Die Geschichte des Hauses
Die Geschichte des Gebäudes Thomaskirchhof Nr. 12 und der hier bis 1996 existierenden und bewirtschafteten "Central-Apotheke" ist untrennbar mit dem Namen Dr. Willmar Schwabe ( 1839 - 1917 ) und dem Siegeszug der bis dahin relativ unbekannten Homöopathie verbunden.
Der Apotheker übernahm 1863 für zwei Jahre die Verwaltung der im Hause ansässigen "Homöopathischen Central-Apotheke Täschner & Co." und kaufte das Gebäude, das sich noch heute im Besitz der Familie befindet. zu den großen Verdiensten des Apothekers Schwabe, der auch zahlreiche wissenschaftliche Abhandlungen schrieb und 1866 eine homöopathische Fabrik sowie einen Verlag für homöopathische Literatur mit eigener Druckerei gründete, zählt sicher der Aufstieg Leipzigs zu einem Zentrum dieser naturverbundenen Arzneimittellehre.
Schwabes Firma "Grosso- und Importgeschäft homöopathischer Fabrikate" - später auch "Dr. Willmar Schwabe Gmbh & Co KG" und "Deutsche Homöopathie-Union" - erkämpfte sich rasch ein fast uneingeschränktes Monopol.

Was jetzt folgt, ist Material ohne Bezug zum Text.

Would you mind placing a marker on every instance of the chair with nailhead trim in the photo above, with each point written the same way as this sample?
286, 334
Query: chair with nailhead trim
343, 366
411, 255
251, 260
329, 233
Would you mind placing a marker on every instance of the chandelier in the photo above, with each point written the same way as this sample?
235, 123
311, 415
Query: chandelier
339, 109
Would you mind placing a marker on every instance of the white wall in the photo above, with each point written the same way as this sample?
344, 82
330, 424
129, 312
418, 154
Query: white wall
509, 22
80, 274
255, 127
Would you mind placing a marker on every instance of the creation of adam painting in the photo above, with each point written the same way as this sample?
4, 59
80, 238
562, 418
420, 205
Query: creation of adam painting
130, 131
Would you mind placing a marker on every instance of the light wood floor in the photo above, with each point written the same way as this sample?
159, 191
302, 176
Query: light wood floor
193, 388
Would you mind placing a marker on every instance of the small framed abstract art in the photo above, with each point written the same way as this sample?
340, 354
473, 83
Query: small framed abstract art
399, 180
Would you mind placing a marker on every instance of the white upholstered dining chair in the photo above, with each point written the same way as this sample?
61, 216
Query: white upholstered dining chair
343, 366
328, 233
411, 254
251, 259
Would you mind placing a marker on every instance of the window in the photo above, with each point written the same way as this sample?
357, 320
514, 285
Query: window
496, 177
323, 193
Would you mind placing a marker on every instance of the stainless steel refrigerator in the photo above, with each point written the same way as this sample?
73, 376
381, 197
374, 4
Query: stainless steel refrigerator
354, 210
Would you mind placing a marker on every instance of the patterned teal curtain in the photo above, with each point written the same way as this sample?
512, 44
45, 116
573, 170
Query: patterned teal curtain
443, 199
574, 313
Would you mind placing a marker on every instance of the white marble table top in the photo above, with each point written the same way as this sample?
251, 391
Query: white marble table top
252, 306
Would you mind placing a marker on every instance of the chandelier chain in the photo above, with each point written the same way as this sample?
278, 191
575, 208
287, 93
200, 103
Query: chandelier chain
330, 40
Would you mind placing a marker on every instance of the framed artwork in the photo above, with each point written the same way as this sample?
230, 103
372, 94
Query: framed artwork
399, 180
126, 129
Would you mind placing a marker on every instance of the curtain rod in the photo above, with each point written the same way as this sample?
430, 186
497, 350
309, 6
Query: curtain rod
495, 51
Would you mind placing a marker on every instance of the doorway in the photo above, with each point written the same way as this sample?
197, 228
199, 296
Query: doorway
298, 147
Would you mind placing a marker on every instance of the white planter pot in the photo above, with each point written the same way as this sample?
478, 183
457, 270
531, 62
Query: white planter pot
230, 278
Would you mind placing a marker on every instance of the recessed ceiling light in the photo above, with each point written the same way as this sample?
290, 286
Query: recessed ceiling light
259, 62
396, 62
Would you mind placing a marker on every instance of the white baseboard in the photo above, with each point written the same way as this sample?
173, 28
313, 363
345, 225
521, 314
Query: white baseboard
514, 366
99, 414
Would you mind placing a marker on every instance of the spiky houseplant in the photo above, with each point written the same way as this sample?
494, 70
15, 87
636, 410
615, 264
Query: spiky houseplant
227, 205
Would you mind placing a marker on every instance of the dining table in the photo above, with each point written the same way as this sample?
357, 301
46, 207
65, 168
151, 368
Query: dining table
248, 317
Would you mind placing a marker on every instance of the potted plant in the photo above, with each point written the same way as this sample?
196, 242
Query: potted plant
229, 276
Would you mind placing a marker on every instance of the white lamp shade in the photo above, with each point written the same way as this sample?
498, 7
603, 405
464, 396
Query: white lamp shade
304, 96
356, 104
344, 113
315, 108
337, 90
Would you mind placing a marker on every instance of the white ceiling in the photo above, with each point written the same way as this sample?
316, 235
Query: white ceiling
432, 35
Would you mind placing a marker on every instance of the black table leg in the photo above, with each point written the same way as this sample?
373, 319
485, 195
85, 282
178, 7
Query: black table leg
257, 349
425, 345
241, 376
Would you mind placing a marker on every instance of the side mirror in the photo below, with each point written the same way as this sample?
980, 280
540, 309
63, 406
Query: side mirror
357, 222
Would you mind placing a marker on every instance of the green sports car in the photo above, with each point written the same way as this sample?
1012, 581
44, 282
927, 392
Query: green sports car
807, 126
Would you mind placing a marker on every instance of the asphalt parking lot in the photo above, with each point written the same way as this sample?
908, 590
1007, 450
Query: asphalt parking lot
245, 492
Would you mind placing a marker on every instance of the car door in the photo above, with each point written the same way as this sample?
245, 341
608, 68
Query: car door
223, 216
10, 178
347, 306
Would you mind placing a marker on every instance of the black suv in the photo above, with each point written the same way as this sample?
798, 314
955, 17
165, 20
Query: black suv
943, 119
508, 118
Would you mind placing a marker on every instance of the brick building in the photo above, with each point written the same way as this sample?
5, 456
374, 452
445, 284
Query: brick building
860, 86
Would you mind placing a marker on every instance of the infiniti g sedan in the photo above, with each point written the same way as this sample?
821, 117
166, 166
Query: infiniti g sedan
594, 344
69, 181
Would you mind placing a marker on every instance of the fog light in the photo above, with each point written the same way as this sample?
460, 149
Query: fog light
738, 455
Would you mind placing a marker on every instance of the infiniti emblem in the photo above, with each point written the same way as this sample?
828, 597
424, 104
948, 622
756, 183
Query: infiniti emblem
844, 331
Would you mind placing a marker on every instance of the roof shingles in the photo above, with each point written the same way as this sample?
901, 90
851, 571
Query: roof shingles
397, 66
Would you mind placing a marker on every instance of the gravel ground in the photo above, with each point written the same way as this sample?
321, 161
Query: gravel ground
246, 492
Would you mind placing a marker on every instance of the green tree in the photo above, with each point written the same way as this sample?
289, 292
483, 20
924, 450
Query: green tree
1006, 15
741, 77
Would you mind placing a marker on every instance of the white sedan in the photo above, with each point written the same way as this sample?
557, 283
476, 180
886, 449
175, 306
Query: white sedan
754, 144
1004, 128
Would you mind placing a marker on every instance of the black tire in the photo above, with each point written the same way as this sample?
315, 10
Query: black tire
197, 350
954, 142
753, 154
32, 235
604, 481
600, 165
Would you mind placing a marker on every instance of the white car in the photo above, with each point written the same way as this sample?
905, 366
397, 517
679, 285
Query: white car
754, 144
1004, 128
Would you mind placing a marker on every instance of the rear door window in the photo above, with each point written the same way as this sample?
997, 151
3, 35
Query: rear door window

Im Jahre 1900 zählte man weltweit 50 Niederlassungen und 1926 mehr als 2.500 Filialen. Erwähnenswert ist auch das umfangreiche soziale Engagement Dr. Schwabes. So betrieb Schwabe völlig unentgeltlich (!) drei Genesungsstationen ( eine Art Kurheime ), die in der "Dr. Willmar Schwabeschen Heimstätten-Stiftung" zusammengefasst waren und im Jahr 1904 der Ortskrankenkasse Leipzig übereignet wurden.
Auch Karl May ( 1842 - 1912 ), übrigens und interessanterweise noch immer der meistgelesene deutsche Schriftsteller, Schöpfer der berühmten Wild-West-Romane um Winnetou und Old Shatterhand, weilte im Jahre 1865 für etwa eine Woche im Hause der "Central-Apotheke" am Thomaskirchhof Nummero 12. Es ist also durchaus möglich, daß sich Dr. Schwabe und Karl May damals begegnet sind - wenn auch sicher nur zufällig.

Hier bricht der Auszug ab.